Tale nuovo percorso normativo rimette in discussione il processo di
transizione per le sole tv locali. Non è accettabile che tutte le
tv nazionali ottengano senza alcuna selezione l’assegnazione di
reti digitali pianificate, mentre solo le tv locali utilmente
collocate in graduatoria potranno esercire reti digitali".

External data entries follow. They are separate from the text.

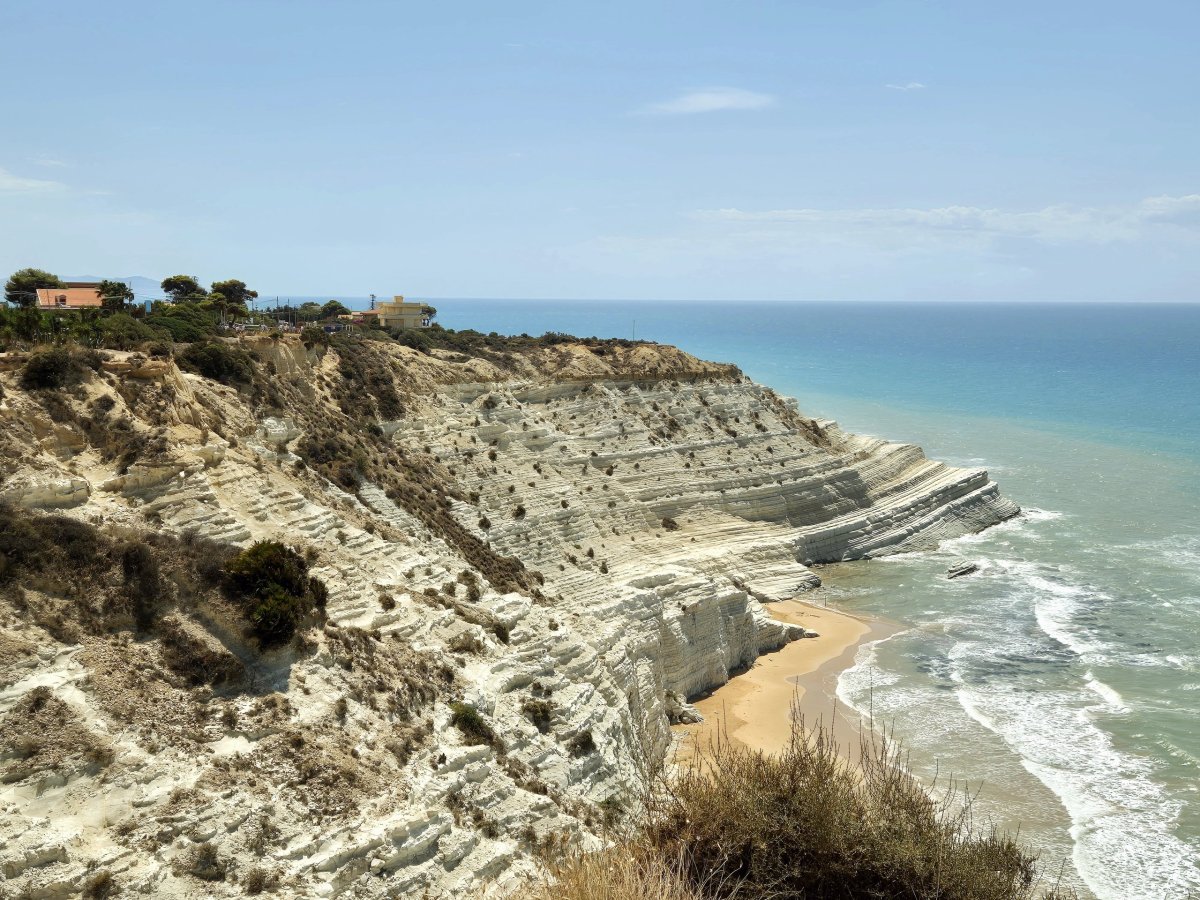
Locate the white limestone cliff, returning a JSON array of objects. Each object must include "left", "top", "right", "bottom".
[{"left": 0, "top": 338, "right": 1017, "bottom": 898}]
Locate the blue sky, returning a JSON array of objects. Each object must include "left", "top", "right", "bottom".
[{"left": 2, "top": 0, "right": 1198, "bottom": 301}]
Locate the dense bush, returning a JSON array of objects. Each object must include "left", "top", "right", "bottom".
[
  {"left": 328, "top": 335, "right": 404, "bottom": 419},
  {"left": 145, "top": 303, "right": 217, "bottom": 342},
  {"left": 178, "top": 341, "right": 256, "bottom": 385},
  {"left": 390, "top": 324, "right": 647, "bottom": 356},
  {"left": 20, "top": 347, "right": 82, "bottom": 389},
  {"left": 300, "top": 324, "right": 329, "bottom": 347},
  {"left": 96, "top": 313, "right": 168, "bottom": 350},
  {"left": 222, "top": 540, "right": 327, "bottom": 646},
  {"left": 521, "top": 698, "right": 553, "bottom": 733},
  {"left": 449, "top": 701, "right": 497, "bottom": 747},
  {"left": 391, "top": 327, "right": 434, "bottom": 353}
]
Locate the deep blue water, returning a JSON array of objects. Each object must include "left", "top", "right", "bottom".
[
  {"left": 429, "top": 300, "right": 1200, "bottom": 899},
  {"left": 433, "top": 300, "right": 1200, "bottom": 460}
]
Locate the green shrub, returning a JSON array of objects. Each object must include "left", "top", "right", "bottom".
[
  {"left": 222, "top": 540, "right": 326, "bottom": 646},
  {"left": 181, "top": 840, "right": 225, "bottom": 881},
  {"left": 449, "top": 701, "right": 497, "bottom": 747},
  {"left": 391, "top": 328, "right": 434, "bottom": 353},
  {"left": 300, "top": 324, "right": 329, "bottom": 347},
  {"left": 20, "top": 347, "right": 81, "bottom": 390},
  {"left": 0, "top": 504, "right": 105, "bottom": 583},
  {"left": 178, "top": 341, "right": 255, "bottom": 385},
  {"left": 329, "top": 336, "right": 404, "bottom": 418},
  {"left": 145, "top": 303, "right": 217, "bottom": 342},
  {"left": 96, "top": 313, "right": 168, "bottom": 350}
]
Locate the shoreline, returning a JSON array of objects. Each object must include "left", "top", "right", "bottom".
[{"left": 672, "top": 598, "right": 899, "bottom": 762}]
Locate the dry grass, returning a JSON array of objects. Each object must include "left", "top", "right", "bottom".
[
  {"left": 521, "top": 709, "right": 1075, "bottom": 900},
  {"left": 526, "top": 842, "right": 704, "bottom": 900}
]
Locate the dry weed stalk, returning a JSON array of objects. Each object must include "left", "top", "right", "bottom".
[{"left": 522, "top": 700, "right": 1074, "bottom": 900}]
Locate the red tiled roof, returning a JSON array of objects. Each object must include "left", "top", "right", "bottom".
[{"left": 35, "top": 287, "right": 104, "bottom": 309}]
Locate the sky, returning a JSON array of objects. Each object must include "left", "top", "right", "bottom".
[{"left": 2, "top": 0, "right": 1199, "bottom": 302}]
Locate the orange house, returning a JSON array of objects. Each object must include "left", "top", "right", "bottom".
[{"left": 35, "top": 282, "right": 105, "bottom": 311}]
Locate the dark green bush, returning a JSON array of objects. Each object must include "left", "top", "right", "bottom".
[
  {"left": 96, "top": 313, "right": 168, "bottom": 350},
  {"left": 145, "top": 303, "right": 217, "bottom": 342},
  {"left": 20, "top": 347, "right": 81, "bottom": 390},
  {"left": 449, "top": 701, "right": 497, "bottom": 747},
  {"left": 300, "top": 324, "right": 329, "bottom": 347},
  {"left": 0, "top": 505, "right": 106, "bottom": 584},
  {"left": 391, "top": 328, "right": 434, "bottom": 353},
  {"left": 81, "top": 869, "right": 117, "bottom": 899},
  {"left": 329, "top": 336, "right": 404, "bottom": 419},
  {"left": 178, "top": 341, "right": 255, "bottom": 385},
  {"left": 222, "top": 540, "right": 326, "bottom": 646}
]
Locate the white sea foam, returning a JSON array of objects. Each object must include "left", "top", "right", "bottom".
[
  {"left": 832, "top": 496, "right": 1200, "bottom": 897},
  {"left": 1083, "top": 672, "right": 1128, "bottom": 713},
  {"left": 1027, "top": 574, "right": 1111, "bottom": 658},
  {"left": 930, "top": 507, "right": 1065, "bottom": 553},
  {"left": 1164, "top": 655, "right": 1198, "bottom": 672},
  {"left": 1126, "top": 533, "right": 1200, "bottom": 566},
  {"left": 954, "top": 673, "right": 1200, "bottom": 897},
  {"left": 835, "top": 632, "right": 906, "bottom": 720}
]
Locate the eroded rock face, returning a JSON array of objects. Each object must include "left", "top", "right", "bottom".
[{"left": 0, "top": 338, "right": 1016, "bottom": 898}]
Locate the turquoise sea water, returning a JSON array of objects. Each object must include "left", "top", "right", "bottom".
[{"left": 435, "top": 300, "right": 1200, "bottom": 899}]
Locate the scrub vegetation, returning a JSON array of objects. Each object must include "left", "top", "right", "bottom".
[{"left": 526, "top": 716, "right": 1076, "bottom": 900}]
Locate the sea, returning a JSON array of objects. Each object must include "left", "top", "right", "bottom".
[{"left": 420, "top": 299, "right": 1199, "bottom": 898}]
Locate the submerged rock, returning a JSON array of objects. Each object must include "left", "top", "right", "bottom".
[{"left": 947, "top": 561, "right": 980, "bottom": 579}]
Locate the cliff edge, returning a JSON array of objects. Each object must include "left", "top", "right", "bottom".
[{"left": 0, "top": 333, "right": 1017, "bottom": 898}]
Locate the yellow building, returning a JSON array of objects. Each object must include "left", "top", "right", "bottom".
[{"left": 376, "top": 296, "right": 432, "bottom": 330}]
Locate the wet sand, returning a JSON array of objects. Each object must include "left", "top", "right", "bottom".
[{"left": 673, "top": 599, "right": 897, "bottom": 762}]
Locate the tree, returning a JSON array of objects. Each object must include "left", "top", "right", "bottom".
[
  {"left": 320, "top": 299, "right": 351, "bottom": 320},
  {"left": 5, "top": 268, "right": 64, "bottom": 308},
  {"left": 160, "top": 275, "right": 207, "bottom": 303},
  {"left": 221, "top": 540, "right": 327, "bottom": 646},
  {"left": 97, "top": 279, "right": 134, "bottom": 312},
  {"left": 297, "top": 301, "right": 323, "bottom": 322},
  {"left": 145, "top": 303, "right": 218, "bottom": 342},
  {"left": 210, "top": 279, "right": 258, "bottom": 307},
  {"left": 96, "top": 313, "right": 167, "bottom": 350}
]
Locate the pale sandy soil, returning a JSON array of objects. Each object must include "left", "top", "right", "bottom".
[{"left": 673, "top": 600, "right": 897, "bottom": 763}]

Così in una nota Marco Rossignoli, coordinatore Aeranti-Corallo,
che aggiunge: “E’ inaccettabile che mentre vengono ridotte nove
frequenze alle tv locali, stanno per essere assegnate
gratuitamente, con il beauty contest, sei frequenze per e
trasmissioni televisive digitali nazionali, con possibilità di
assegnazione di alcune di tali frequenze a soggetti che già
eserciscono altri multiplex nazionali".

Riferendosi poi agli indennizzi previsti dalla legge di stabilità
2011 per le tv locali, Rossignoli ha sostenuto che gli stessi siano
"talmente irrisori da non incentivare certamente nessuna
tv
locale a cedere le frequenze attualmente esercite. Solo triplicando
le risorse sarebbe possibile avvicinarsi ai valori minimi di
mercato delle frequenze di trasmissione".

"Per rafforzare il comparto – ha concluso Rossignoli –
sarebbero necessarie norme di indirizzo del mercato pubblicitario,
come sgravi di imposta per le aziende che acquistano spazi
pubblicitari sull’emittenza locale e come il divieto di
trasmissioni pubblicitarie per le pay tv".